I see your point about reproducibility. That's going to be hard, as it always is in parallel systems. For programs in which different domains call Domain.spawn, the order in which different child domains arrive at caml_memprof_domain_create() may depend on kernel scheduling, so just having a mutex-protected counter won't give reproducibility. I'm open to suggestions.
We could get away without our own mutex, as at present caml_memprof_domain_create() is called with the all_domains_lock held. But I'd rather not depend on that.

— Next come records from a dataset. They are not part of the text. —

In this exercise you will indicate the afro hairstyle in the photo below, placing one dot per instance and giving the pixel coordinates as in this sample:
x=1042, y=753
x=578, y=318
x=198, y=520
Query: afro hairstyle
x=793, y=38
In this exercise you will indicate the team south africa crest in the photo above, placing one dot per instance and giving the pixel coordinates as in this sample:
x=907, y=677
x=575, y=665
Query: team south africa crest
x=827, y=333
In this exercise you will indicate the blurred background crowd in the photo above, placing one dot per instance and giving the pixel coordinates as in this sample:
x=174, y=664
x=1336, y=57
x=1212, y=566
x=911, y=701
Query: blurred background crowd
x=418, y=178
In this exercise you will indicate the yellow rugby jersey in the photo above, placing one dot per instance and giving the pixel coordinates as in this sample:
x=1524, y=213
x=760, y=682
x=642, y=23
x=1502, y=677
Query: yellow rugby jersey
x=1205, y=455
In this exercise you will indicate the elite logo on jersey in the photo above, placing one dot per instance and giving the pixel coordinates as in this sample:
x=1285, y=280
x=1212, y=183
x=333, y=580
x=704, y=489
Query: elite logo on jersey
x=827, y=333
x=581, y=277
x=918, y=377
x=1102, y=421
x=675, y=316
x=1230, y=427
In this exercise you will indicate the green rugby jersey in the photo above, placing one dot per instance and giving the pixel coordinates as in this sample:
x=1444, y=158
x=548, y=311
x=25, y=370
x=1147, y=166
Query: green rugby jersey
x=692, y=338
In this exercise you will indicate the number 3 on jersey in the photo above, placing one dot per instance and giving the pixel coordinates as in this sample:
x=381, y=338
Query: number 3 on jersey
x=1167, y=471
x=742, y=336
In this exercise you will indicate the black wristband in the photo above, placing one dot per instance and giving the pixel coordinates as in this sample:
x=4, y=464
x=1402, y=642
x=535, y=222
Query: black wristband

NickBarnes · 2024-01-22T16:25:36Z

Using dom_st->id in the seed would be reproducible in many common cases in which domains start in a deterministic order. Maybe that would be good enough?

stedolan

This looks great so far. I have the usual pile of nitpicks, but nothing dramatic. (I haven't read the whole thing yet, so I'll have another hopefully smaller series of comments soon)

runtime/memory.c

runtime/shared_heap.c

runtime/memprof.c

stedolan · 2024-01-22T16:56:07Z

Using dom_st->id in the seed would be reproducible in many common cases in which domains start in a deterministic order. Maybe that would be good enough?

Yeah, that seems fine. (If the domains don't start in a deterministic order, then the program does something nondeterministic and memprof isn't going to fix that)

NickBarnes · 2024-01-25T16:45:18Z

I'm just finishing off edits addressing @stedolan's review. Various people have also made positive remarks in other channels. I would appreciate a quick look from @jhjourdan.

NickBarnes · 2024-01-25T17:16:26Z

Regarding the suggestion by @gasche to use the PRNG in prng.c, I am reluctant to make this change in this PR because it would require changes to the interface of that module (to expsoe state-creation, with seed input), and it's getting away from the point of this PR. Maybe we should make an issue that there are too many PRNGs in the runtime (I know of at least four - although the two in skiplist.c and lf_skiplist.c are the same as each other - and maybe there are more).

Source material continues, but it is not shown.